Awesome
Case-Sensitive-Scene-Text-Recognition-Datasets
This project is part of the research work of the following paper:
UnrealText: Synthesizing Realistic Scene Text Images from the Unreal World (CVPR 2020) [GitHubRepo]
If you find this project useful in your research, you are encouraged to cite our paper:
@inproceedings{long2020unreal,
title={UnrealText: Synthesizing Realistic Scene Text Images from the Unreal World},
author={Long, Shangbang and Yao, Cong},
booktitle={Proceedings of the IEEE Conference on Computer Vision and Pattern Recognition (CVPR)},
year={2020}
}
Background
The annotations of $4$ of the most popular scene text recognition datasets are incomplete.
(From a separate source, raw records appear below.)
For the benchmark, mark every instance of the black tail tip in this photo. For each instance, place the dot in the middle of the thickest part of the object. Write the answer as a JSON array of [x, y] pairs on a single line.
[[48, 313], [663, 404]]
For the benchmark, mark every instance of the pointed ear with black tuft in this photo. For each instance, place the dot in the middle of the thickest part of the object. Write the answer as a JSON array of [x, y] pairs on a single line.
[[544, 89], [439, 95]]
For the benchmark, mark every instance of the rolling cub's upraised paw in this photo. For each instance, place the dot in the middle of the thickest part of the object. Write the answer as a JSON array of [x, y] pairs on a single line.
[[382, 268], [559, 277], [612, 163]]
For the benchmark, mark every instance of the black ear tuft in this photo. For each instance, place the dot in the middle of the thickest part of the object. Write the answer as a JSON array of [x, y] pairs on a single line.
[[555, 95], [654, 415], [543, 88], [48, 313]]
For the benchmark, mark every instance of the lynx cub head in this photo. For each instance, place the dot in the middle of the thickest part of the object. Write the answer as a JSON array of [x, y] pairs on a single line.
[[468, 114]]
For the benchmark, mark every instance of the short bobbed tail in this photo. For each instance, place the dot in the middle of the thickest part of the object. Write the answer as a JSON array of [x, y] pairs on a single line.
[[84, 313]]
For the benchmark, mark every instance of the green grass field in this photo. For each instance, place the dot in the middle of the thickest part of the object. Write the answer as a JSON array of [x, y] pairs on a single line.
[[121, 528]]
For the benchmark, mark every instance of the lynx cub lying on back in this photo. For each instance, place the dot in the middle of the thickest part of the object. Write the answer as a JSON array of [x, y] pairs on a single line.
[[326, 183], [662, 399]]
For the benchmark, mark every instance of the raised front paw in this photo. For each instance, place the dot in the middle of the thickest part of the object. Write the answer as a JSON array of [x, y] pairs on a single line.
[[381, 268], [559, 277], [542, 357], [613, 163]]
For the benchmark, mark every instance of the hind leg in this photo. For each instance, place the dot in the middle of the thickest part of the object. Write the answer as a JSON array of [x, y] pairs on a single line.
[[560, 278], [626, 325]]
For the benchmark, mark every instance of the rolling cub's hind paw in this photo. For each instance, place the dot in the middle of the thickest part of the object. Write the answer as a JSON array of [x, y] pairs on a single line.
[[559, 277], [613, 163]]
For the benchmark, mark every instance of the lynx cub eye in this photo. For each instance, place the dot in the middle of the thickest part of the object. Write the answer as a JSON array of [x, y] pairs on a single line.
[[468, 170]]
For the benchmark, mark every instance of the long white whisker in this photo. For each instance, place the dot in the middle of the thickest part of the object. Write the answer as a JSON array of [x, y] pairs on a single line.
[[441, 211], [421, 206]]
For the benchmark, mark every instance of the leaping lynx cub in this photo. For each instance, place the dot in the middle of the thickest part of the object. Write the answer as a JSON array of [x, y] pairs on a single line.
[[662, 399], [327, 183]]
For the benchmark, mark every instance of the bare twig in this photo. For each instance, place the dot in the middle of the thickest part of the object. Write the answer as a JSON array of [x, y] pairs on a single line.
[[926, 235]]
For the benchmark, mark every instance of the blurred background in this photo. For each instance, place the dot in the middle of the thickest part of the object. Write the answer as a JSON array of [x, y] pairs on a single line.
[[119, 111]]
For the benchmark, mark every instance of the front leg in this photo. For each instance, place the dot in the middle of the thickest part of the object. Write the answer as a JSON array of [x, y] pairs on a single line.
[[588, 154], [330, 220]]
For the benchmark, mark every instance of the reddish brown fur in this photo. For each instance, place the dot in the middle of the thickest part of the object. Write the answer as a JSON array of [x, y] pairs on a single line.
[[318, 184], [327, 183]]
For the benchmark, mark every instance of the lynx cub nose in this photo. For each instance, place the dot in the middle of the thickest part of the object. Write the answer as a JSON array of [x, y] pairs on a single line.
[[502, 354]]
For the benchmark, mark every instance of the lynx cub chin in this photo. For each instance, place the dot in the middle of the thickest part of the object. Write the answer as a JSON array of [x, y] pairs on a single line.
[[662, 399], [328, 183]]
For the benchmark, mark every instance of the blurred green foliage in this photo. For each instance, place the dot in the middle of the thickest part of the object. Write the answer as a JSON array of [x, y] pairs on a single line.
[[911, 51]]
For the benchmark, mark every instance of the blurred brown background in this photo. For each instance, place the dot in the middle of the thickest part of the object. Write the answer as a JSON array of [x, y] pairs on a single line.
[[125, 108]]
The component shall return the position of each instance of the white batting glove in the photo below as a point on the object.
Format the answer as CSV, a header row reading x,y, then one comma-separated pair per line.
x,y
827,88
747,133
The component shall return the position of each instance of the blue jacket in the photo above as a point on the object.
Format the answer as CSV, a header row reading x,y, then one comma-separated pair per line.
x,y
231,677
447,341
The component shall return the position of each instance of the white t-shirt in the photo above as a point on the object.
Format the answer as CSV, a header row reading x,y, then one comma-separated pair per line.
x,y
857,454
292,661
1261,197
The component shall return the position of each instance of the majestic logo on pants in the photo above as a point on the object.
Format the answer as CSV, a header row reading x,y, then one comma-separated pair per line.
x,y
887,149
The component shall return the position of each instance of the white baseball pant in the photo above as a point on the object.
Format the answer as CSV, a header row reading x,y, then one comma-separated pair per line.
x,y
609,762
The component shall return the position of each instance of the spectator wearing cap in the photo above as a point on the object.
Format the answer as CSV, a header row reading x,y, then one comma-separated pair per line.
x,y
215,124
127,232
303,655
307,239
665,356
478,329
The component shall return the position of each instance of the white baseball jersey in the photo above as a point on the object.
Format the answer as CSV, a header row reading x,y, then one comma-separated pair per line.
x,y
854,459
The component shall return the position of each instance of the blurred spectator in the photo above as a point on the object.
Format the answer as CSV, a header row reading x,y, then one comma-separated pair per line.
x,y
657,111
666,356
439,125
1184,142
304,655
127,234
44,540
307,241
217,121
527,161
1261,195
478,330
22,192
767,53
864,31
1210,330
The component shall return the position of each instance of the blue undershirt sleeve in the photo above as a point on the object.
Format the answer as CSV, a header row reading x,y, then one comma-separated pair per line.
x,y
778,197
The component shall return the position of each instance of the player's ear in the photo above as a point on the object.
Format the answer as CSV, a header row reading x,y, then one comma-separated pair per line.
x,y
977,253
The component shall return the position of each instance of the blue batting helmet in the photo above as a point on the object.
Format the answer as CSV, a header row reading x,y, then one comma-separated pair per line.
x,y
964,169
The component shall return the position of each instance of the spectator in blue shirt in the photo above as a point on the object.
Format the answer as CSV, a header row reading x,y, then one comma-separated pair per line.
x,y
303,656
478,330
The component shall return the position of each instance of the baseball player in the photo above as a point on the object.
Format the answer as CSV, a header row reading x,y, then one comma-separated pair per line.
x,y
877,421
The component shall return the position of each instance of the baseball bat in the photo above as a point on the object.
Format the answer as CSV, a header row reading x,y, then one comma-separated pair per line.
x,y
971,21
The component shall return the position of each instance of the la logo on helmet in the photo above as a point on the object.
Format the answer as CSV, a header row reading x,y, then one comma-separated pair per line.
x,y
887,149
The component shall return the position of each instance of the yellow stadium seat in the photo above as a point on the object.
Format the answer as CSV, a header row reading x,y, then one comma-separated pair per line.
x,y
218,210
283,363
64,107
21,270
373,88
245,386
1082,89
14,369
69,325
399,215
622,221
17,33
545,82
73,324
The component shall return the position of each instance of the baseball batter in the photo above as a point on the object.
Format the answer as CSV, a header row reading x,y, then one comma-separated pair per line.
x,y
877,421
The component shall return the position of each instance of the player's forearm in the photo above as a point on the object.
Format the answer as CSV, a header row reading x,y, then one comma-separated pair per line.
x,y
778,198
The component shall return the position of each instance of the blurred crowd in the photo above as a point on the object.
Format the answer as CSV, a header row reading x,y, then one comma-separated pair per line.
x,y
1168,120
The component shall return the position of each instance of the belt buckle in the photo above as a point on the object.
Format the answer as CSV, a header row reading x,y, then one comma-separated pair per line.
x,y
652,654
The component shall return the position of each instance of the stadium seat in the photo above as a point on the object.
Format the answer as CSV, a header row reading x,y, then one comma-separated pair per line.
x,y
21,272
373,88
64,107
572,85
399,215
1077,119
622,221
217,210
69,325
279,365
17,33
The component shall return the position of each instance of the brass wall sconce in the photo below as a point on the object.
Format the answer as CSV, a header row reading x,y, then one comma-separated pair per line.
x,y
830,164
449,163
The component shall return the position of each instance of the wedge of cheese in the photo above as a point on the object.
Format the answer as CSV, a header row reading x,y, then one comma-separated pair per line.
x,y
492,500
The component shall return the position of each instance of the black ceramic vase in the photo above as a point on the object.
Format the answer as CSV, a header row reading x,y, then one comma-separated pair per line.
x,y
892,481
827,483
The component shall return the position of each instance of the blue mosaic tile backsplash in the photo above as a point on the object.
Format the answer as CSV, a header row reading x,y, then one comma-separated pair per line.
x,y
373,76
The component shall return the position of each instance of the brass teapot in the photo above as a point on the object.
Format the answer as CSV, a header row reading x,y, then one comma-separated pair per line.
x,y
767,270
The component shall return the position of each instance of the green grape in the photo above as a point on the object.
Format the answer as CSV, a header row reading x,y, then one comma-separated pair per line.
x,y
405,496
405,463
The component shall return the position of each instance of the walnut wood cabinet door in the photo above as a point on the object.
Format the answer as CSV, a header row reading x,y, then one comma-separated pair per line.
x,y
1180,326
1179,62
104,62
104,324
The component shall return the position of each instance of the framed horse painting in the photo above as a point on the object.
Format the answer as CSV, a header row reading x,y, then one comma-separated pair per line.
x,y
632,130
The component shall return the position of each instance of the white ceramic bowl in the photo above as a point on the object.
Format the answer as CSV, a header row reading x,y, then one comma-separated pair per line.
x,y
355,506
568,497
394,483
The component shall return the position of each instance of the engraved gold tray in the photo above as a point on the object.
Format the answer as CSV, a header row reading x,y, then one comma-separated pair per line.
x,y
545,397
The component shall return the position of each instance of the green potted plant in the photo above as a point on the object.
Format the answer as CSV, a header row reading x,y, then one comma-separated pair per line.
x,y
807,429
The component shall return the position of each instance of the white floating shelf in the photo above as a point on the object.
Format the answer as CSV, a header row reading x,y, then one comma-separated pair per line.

They are IIIT5K, SVT, SVTP, and CUTE-80. They only provide case-insensitive annotations and no punctuation marks.
For better understanding of scene text recognition models, we re-annotate these datasets and release them.
Dataset Statistics
Dataset Name | #Image |
---|---|
CUTE80 | 288 |
IIIT5K test set | 3000 |
IIIT5K training set | 2000 |
SVT test set | 647 |
SVT training set | 257 |
SVTP test set | 645 |